By then, the hair on the sides of his head was falling and his hairline had receded further.

Hair tonics that his mother bought at hair salons did not help.

Mr Teo saw a dermatologist last June and was put on finasteride.

Now 28 and a tuition teacher, Mr Teo said his hair loss slowed down after three months of using finasteride and his hair began to grow back in the next nine months.

He said: 'I feel more secure and confident now. Even though I won't tell people about my condition, I will encourage those with hair loss to see a doctor. Most other hair treatment methods are often disappointing and a waste of time and money.'

TIPS: Minimising hair loss

Everyone loses up to 100 strands of hair every day, as part of the normal growth cycle of hair.

During times of stress and illness, both men and women can lose up to 200 strands of hair, in a dramatic but reversible process known as telogen effluvium.
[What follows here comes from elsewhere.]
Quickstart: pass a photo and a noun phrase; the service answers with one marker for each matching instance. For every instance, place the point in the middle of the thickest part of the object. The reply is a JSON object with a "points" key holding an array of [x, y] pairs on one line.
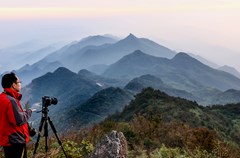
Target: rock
{"points": [[113, 145]]}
Adequate rest and good nutrition minimise hair loss, said Dr Lim Kar Seng, a consultant dermatologist who practises at Parkway East and Gleneagles medical centres and a clinic in Paragon.

Choosing the right shampoo and conditioner helps to make hair more manageable and minimises damage from washing, said Dr Cheong Wai Kwong, a senior consultant dermatologist who practises in a clinic in Orchard Building.

People should not use shampoos that are too harsh for their scalps. For example, those with sensitive scalps should not use shampoos for oily scalps, said Dr Lim. Dr Cheong said people should use shampoos with laureth sulphate as this substance cleanses hair well but leaves it in good condition.

Women should also avoid tying their hair too tightly to prevent unnecessary hair loss.